In my last post of this series I compared a Variational Autoencoder [VAE] with only a tiny amount of KL-loss to a standard Autoencoder [AE]. See the links at
Variational Autoencoder with Tensorflow – XIII – Does a VAE with tiny KL-loss behave like an AE? And if so, why?
for more information and preparational posts.
Both the Keras models for the VAE and the AE were trained on the CelebA dataset of images of human heads. We found a tight similarity regarding the clustering of predicted data points for the training and test data in the latent space. In addition the VAE with tiny KL loss failed to reconstruct reasonable human face images from arbitrarily chosen points in the latent space. Just as a standard AE does. In forthcoming posts we will continue to study the relation between VAEs and AEs.

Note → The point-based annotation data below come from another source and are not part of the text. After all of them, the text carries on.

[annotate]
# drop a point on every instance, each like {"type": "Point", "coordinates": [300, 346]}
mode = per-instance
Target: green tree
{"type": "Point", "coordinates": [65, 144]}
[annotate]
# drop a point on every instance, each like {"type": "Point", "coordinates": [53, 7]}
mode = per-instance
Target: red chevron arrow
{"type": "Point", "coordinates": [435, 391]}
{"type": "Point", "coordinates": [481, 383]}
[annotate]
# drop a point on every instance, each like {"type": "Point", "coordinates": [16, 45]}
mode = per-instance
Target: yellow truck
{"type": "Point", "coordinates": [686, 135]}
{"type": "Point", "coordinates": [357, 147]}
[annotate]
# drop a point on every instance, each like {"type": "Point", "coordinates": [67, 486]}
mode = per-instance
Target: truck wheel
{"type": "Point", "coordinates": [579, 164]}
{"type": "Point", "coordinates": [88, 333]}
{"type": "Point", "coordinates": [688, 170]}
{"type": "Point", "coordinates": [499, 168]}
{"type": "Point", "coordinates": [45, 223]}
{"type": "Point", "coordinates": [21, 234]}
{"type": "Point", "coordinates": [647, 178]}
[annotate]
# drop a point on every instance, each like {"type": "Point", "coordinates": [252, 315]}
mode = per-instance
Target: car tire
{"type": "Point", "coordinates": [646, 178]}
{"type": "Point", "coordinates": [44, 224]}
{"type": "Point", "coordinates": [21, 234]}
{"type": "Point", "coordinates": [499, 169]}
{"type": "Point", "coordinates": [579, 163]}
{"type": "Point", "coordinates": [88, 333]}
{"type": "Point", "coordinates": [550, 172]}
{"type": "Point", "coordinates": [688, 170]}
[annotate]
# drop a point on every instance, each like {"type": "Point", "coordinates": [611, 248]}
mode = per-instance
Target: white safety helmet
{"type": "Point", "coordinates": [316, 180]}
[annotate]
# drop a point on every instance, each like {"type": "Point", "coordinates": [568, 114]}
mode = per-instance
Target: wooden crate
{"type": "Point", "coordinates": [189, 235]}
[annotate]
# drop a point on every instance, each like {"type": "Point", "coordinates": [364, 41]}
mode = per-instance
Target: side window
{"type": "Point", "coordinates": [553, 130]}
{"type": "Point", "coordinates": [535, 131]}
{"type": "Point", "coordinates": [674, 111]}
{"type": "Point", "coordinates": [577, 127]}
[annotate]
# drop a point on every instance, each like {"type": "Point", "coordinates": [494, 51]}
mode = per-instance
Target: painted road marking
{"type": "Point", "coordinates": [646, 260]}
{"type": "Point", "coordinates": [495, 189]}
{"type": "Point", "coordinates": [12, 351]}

But in this post I want to briefly point out an interesting technical problem which may arise when you start to tests predictions for certain data samples after a training phase. Your Encoder or Decoder models may include parameters which you want to experiment with when predicting results for interesting input data. This raises the question whether we can vary such parameters at inference time. Actually, this was not quite as easy as it seemed to be when I started with respective experiments. To perform them I had to learn two aspects of Keras models I had not been aware of before.
How to switch of the z-point variation at inference time?
In my particular case the starting point was the following consideration:
At inference time there is no real need for using the logvar-based variation around mu-values predicted by the Encoder.
The variation in z-point values in VAEs is done by adding a statistical value to mu-values. The added term is based on a log_var value multiplied by a statistically fluctuating factor “epsilon”, which comes from a normal Gaussian distribution around zero. mu, therefore, is the center of a distribution a specific input tensor is mapped to in latent space for consecutive predictions. The mu- and log_var-values depend on weights of two dense layers of the Encoder and thus indirectly on the optimization during training.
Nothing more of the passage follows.